3) the 1st, 2 constant flow pumps 5,6
1st, 2 constant flow pumps the 5, the 6th, a kind of common components.
4) the 1st, 2Y type threeway 7,8
1st, the threeway of 2Y type the 5, the 6th, a kind of common components.
5) spiral pipe 9
Spiral pipe 9 is a kind of glass spiral pipes.
6) camera bellows 10
Camera bellows 10 is canisters of a kind of lucifuge.
7) photomultiplier 11
Photomultiplier 11 is opticses commonly used of a kind of opto-electronic conversion and amplification.
8) computer 12
Computer 12 is a kind of computing machines that can read detection signal commonly used.
9) phosphate buffered solution a
Phosphate buffered solution a is 0.01mol/L, the buffer solution of pH 7.5.

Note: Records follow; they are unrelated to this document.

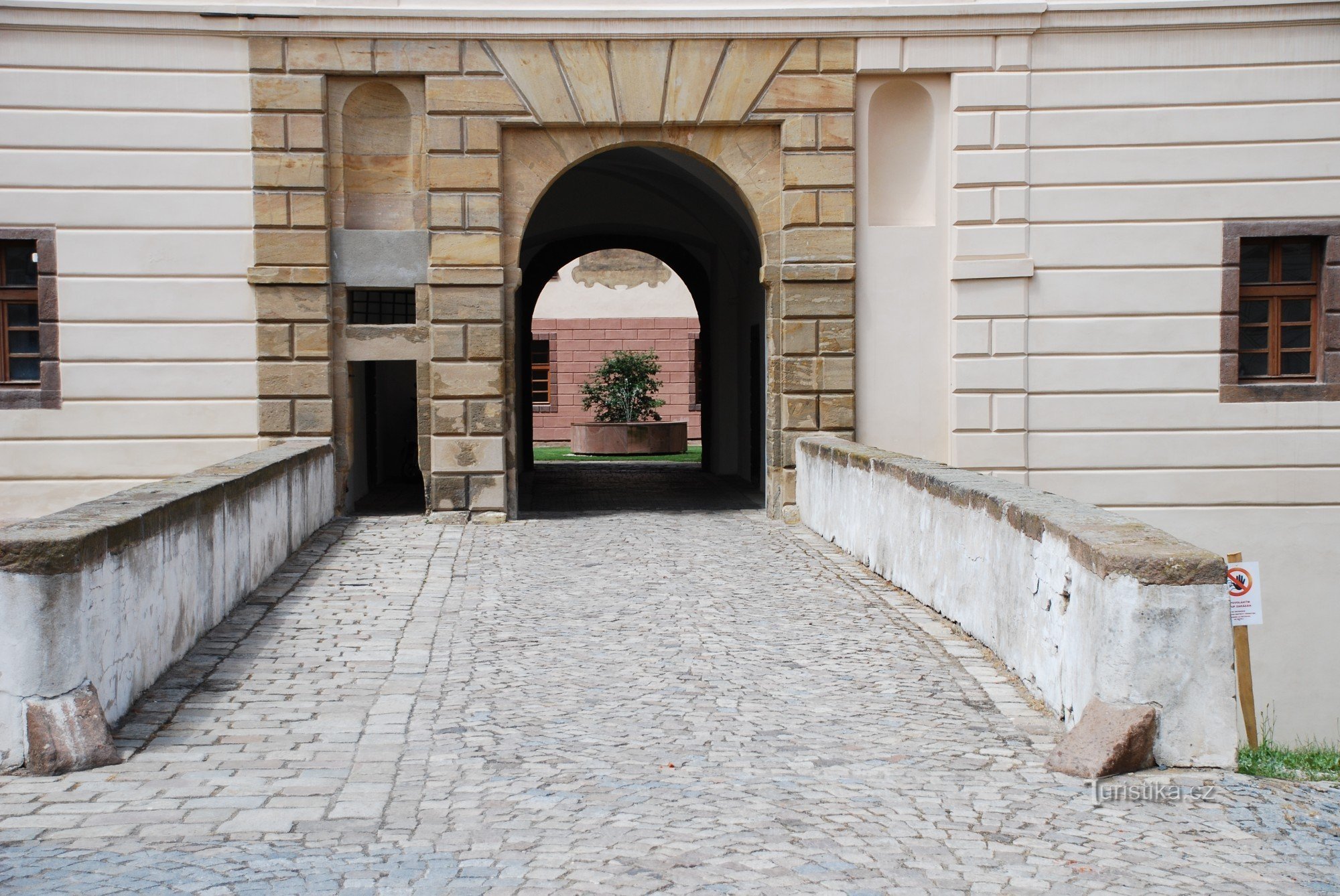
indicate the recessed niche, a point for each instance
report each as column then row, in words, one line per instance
column 901, row 157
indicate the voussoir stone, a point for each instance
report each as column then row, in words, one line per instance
column 1109, row 740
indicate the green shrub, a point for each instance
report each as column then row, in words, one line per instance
column 624, row 388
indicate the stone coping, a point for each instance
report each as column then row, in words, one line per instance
column 1103, row 542
column 68, row 540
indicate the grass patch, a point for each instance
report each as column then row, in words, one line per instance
column 563, row 453
column 1300, row 763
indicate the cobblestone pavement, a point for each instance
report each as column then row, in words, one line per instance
column 668, row 700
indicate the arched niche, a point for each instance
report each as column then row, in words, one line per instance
column 901, row 175
column 380, row 173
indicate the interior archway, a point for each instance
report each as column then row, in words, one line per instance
column 671, row 206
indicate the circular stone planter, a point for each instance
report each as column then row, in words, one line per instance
column 667, row 437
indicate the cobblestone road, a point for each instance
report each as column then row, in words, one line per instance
column 676, row 697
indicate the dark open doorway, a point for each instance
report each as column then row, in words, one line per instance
column 671, row 206
column 385, row 475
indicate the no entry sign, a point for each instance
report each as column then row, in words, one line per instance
column 1246, row 594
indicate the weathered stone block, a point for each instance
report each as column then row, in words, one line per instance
column 277, row 417
column 69, row 733
column 463, row 173
column 417, row 57
column 291, row 247
column 448, row 417
column 838, row 337
column 818, row 299
column 266, row 54
column 467, row 303
column 312, row 341
column 484, row 212
column 468, row 455
column 799, row 413
column 798, row 338
column 486, row 417
column 819, row 244
column 818, row 169
column 273, row 341
column 464, row 96
column 297, row 93
column 488, row 492
column 838, row 374
column 448, row 342
column 1109, row 740
column 293, row 378
column 837, row 412
column 330, row 54
column 289, row 169
column 466, row 250
column 448, row 494
column 467, row 380
column 271, row 210
column 837, row 207
column 308, row 210
column 293, row 303
column 486, row 342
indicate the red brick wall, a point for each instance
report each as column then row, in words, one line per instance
column 581, row 345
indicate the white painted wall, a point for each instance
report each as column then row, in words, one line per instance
column 1091, row 176
column 121, row 618
column 137, row 149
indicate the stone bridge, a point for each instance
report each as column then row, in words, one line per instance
column 644, row 686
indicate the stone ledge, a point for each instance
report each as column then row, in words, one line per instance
column 1102, row 542
column 64, row 542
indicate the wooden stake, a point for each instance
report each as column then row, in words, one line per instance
column 1243, row 660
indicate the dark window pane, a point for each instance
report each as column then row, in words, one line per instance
column 19, row 267
column 1295, row 337
column 1255, row 313
column 1254, row 338
column 23, row 369
column 1256, row 262
column 1296, row 362
column 23, row 342
column 1252, row 365
column 1296, row 262
column 1296, row 310
column 23, row 315
column 381, row 306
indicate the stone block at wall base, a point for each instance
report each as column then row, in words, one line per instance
column 1108, row 740
column 69, row 733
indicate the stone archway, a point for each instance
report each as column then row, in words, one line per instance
column 503, row 120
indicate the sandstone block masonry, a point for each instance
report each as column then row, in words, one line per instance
column 1082, row 603
column 115, row 591
column 503, row 119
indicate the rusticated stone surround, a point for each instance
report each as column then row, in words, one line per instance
column 507, row 117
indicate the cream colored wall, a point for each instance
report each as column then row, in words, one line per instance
column 1091, row 176
column 137, row 148
column 567, row 299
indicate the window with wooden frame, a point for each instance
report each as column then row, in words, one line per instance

10) ATCh substrate solution b
ATCh substrate solution b is the phosphate buffered solution that contains 1mM ATCh.
11) 2-PAM restorative c
2-PAM restorative c is the phosphate buffered solution that contains 1mM 2-PAM.
12) sample d
Sample d is a solution to be checked
13) potassium ferricyanide solution e
Potassium ferricyanide solution e is the 3mM potassium ferricyanide aqueous solution.
14) and luminol solution f
Luminol solution c is sodium carbonate-sodium bicarbonate (pH=9.52) buffer solution that contains the 0.6mM luminol.
3, its principle of work is:
This sensor is in order to improve the selectivity that chemiluminometry detects agricultural chemicals, and under the prerequisite of giving full play to the chemiluminescence advantage, the utilization enzyme suppresses ratio juris, as Fig. 2, has introduced AChE and substrate thereof.Enzyme inhibition activity changes, and is because the variation of the thiocholine concentration that generates, when substrate (acetylthiocholine) and agricultural chemicals with pump by after being loaded with fixedly the acetylcholinesterase reactor.Thiocholine is with regard to because of luminous and detected in the chemical luminous system of luminol-potassium ferricyanide.Agricultural chemicals is relevant by the front and back difference between the chemiluminescence intensity of reactor with pesticide concentration.Thereby can enlarge the residual range of application of chemiluminescence detection farming.For under the situation of not changing immobilised enzymes, make the sensor continuous working, the immobilised enzymes of inactivation recovered after this sensor will use revivifier 2-PAM to sample determination.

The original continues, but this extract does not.